40. VALEGOR

360 42 44
                                    

Nawaliłem. Naprawdę nawaliłem. Dałem ciała po całej linii, chociaż gdzieś w głębi duszy przebrzmiewała cichuteńka nutka nadziei. Nadziei na powrót Claudii. Uderzyłem pięścią w metalową ścianę, czując promieniujący po kostkach ból. Zerknąłem na zaciśniętą pięść, dostrzegając krew, która również umazała odrobinę miejsce uderzenia. Sam sobie byłem winien.

W pierwszej kolejności zamierzałem czekać na powrót szatynki. Kiedyś chyba musiała wrócić do kajuty. Jednakże wraz z upływem czasu, postanowiłem samemu się przejść. Ochłonąć, pomyśleć, nabrać dystansu, a przy odrobince szczęścia doznać oświecenia, w jaki sposób mógłbym to wszystko naprawić. Przeprosić, równocześnie uzyskując od partnerki jeszcze jedną szansę. Przecież nie mogła mnie tak po prostu przekreślić, zrywając wszelkie łączące nas więzy. I choć Claudia uważała najwyraźniej inaczej, łączyło nas znacznie więcej niż upojne chwile, mroczne pożądanie bądź szaleńczy seks.
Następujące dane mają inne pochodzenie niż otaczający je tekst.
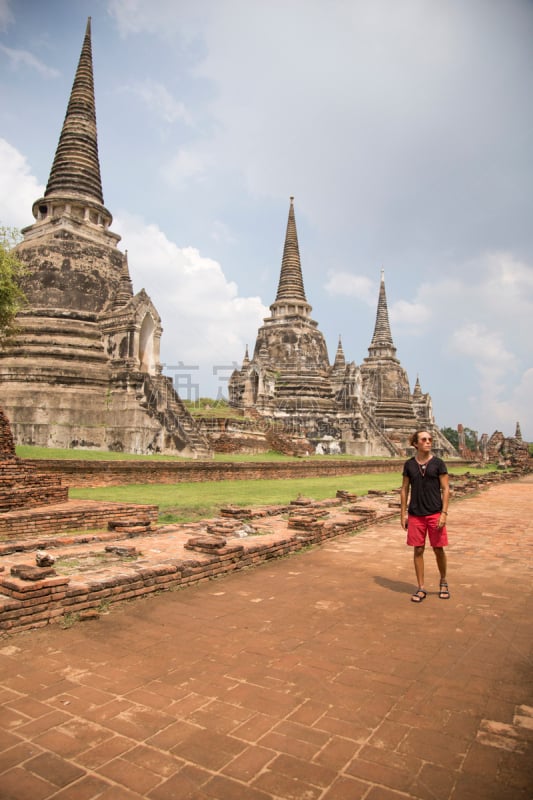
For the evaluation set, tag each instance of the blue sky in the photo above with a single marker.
(404, 129)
Jakiś czas po wyjściu Claudii, opuściłem kajutę, kierując stopy w jedynym możliwym kierunku, jaki przychodził mi do głowy. Potrzebowałem porozmawiać z przyjacielem, nie chcąc mieszać do moich spraw nikogo niepowołanego. Nawet Nerenette nie do końca chciałem zapoznać z własnymi bolączkami dotyczącymi kobiety, lecz tylko na nim mogłem polegać absolutnie w stu procentach. Przemierzając korytarze Tadmora, zastanawiałem się czy Claudia zdążyła już porozmawiać z kuzynką, chociaż wtedy z wysokim prawdopodobieństwem już bym o tym wiedział.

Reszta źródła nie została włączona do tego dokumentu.